Ultra secreto




Diez treinta de la mañana, suena el despertador. Las cotorras en la palmera de enfrente se ven más sospechosas que de costumbre. "¡Chajá!", les grito desde la ventana. El vecino de enfrente me tira un zapato, por fin completo el par. Tomo mi café, la leche está pasada, igual que ayer. Me pongo mi sobretodo, sombrero, bigote postizo, paraguas, cubretetera y minifalda y salgo como todas las mañanas, bajo el frío viento de Junio.
Por la calle, la gente me mira de reojo.
Un niño a lo lejos lleva sus libros sobre la cabeza, me detengo a aplaudirlo. Corre. En el micro, una señora mayor, setenta kilos, un metro y medio, mira sin disimulo mi paraguas rosado, o quizá las sandalias con medias.
En el café estamos los mismos de siempre, pido un camel de diez y un té con whiskey. Estoy leyendo los obituarios, como de costumbre, cuando noto que en la otra punta de la habitación una chica de entre veinte y treinta años, cincuenta kilos, extremadamente sensual, me mira directamente a los ojos y se empieza a tocar diciendo “Ohhh, ¡sí!”.
Me acerco, sin quitarle los ojos de encima y, sin preámbulos, le confieso “Lo siento, pero estoy casada con mi trabajo, nena”, mientras escupo en el piso. Vuelvo a mi silla. No se puede confiar en nadie, quizá sea una espía. El agente secreto no tiene tiempo para romances.
Salgo a la calle, tres hombres intercambian drogas en un local sin cartel, o quizá información secreta sobre armas nucleares.

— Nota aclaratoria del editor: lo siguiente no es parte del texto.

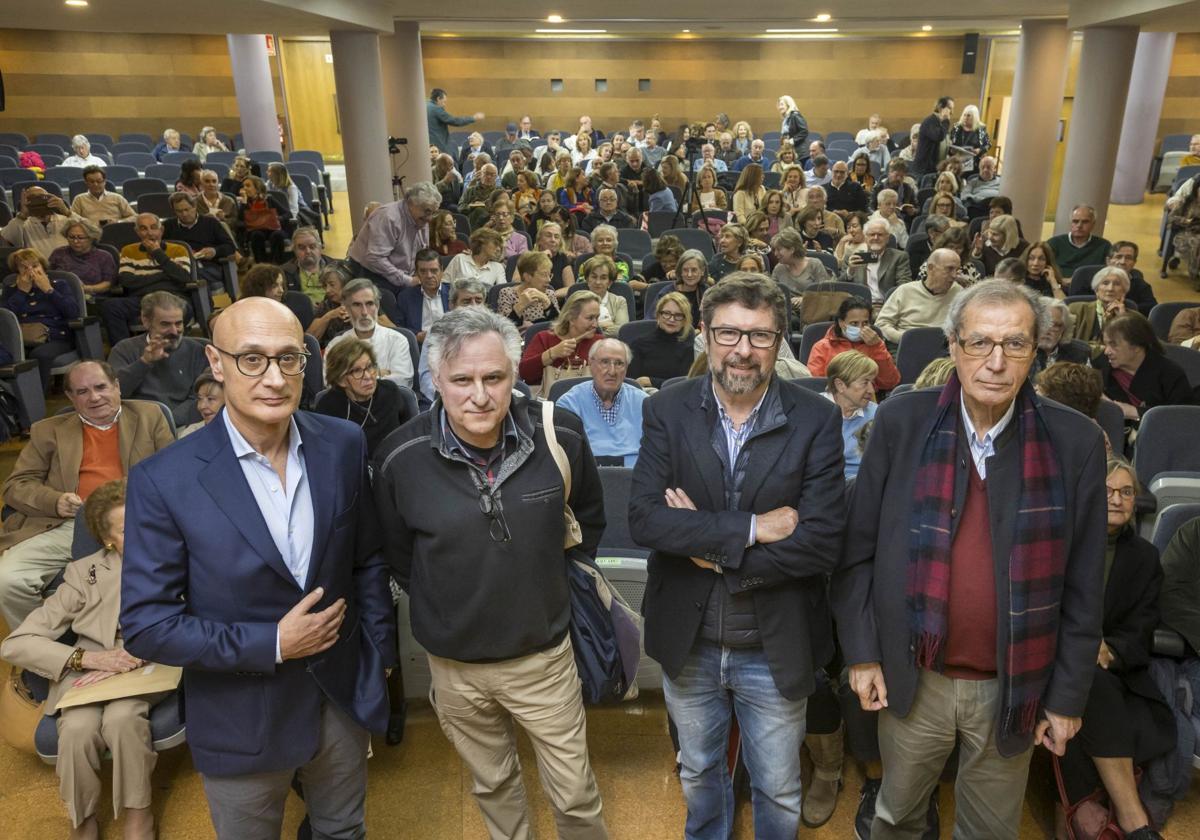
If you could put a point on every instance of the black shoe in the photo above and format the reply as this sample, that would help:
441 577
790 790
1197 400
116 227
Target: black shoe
933 819
1144 833
396 725
865 814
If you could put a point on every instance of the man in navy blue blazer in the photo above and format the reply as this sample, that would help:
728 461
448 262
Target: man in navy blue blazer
421 305
253 561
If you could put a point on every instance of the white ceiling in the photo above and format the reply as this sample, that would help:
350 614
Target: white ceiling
660 18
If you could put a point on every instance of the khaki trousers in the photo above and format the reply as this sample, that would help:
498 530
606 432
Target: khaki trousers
990 789
477 706
123 726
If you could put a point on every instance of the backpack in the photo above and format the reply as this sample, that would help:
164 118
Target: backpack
10 417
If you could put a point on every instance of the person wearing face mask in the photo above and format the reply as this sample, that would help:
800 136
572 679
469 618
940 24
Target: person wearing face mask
851 330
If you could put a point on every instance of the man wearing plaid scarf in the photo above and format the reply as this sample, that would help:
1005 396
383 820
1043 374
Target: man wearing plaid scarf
970 597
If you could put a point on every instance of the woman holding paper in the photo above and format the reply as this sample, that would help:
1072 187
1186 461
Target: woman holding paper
88 603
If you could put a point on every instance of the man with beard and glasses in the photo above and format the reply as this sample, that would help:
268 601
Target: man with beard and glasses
393 354
738 492
162 363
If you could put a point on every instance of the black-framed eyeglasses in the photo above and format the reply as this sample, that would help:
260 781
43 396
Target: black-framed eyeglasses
255 364
731 336
1013 348
497 526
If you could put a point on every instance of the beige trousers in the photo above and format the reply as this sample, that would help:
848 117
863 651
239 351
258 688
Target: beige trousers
121 726
477 706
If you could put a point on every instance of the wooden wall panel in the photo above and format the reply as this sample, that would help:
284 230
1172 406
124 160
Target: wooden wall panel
114 83
695 79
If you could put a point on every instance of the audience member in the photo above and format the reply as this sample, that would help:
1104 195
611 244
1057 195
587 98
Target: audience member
666 352
94 267
1126 721
851 330
564 346
421 305
851 388
208 238
169 142
1110 285
357 394
484 263
439 119
610 407
209 402
96 203
161 364
1079 247
87 604
148 265
444 553
41 223
924 303
985 623
360 298
1137 375
795 509
66 459
45 310
877 267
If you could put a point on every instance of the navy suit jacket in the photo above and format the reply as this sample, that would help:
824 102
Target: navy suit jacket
795 459
204 588
409 303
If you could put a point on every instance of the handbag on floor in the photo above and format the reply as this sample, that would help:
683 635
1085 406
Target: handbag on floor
606 633
1091 817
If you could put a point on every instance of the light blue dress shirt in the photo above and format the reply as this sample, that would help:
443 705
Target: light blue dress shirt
286 505
983 449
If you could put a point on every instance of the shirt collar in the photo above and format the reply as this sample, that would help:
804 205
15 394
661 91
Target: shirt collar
994 432
103 427
241 447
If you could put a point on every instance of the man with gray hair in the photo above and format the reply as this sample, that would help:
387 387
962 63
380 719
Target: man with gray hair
610 407
384 249
487 519
970 594
81 154
394 357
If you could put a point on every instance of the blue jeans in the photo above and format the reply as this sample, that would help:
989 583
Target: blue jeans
713 682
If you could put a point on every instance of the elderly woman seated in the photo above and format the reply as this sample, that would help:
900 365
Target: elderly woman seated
565 346
43 307
1137 375
209 401
94 267
357 394
1110 285
665 352
598 273
88 604
851 388
1126 721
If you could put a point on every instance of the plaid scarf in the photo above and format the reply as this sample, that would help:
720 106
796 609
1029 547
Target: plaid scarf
1035 569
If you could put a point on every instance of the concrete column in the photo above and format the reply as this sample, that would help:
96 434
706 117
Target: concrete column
1033 118
1151 70
403 100
364 129
1103 84
256 93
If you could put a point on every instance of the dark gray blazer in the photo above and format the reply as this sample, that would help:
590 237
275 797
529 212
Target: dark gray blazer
795 457
868 591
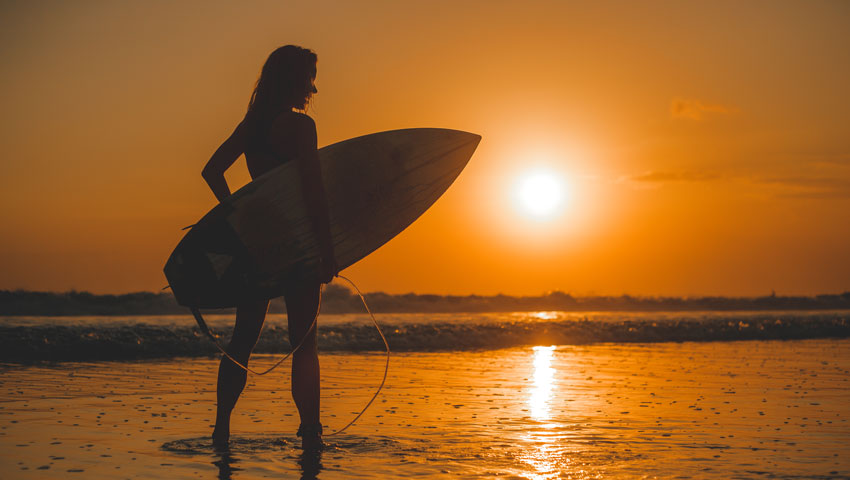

Mi psiquiatra dice que mis alucinaciones paranoicas están tomando control de mi mente. Asiento sin escucharlo y salgo del lugar, donde sospecho que hay cámaras esperando que revele información confidencial sobre mi refugio.
Uno de mis superiores, a quienes nunca conozco en persona, dejó un mensaje cifrado en un papel arrugado cerca de una alcantarilla. No logro comprenderlo. Me encamino a la dirección señalada en el papel, sólo para presenciar un claro complot entre agentes enemigos encubiertos. No deben verme, me oculto. Mi ataque sorpresa funciona a la perfección, los confundo, ladran, y huyo rápidamente del lugar antes de que lleguen los polizontes.
Catorce treinta, estoy en la plaza central, observando a los pasantes mientras ingiero mi almuerzo. Empiezo a sospechar que alguien ha querido envenenarme e inmediatamente me realizo un autolavado de estómago entre el tobogán y la calesita.
Dedico la próxima hora a intentar acceder a la base de datos enemiga. Debo eliminar todo archivo que tengan sobre mi persona. El plan no funciona, su seguridad es demasiado rigurosa.
Vuelvo a casa. Noto que alguien me sigue. "¡Currucucú!". Me desvío, pierdo a mi persecutor con maniobras que aprendí en la academia, sólo para encontrarme acorralada por tres de ellos, a quienes ataco con mi paraguas. Los agresores, confundidos, se alejan aleteando, mientras vuelvo a mi guarida.
Por la noche pienso en la vida solitaria de los agentes secretos, mientras alimento a mi gata y veo las noticias.


El mundo es un lugar difícil, y necesita superhéroes encubiertos.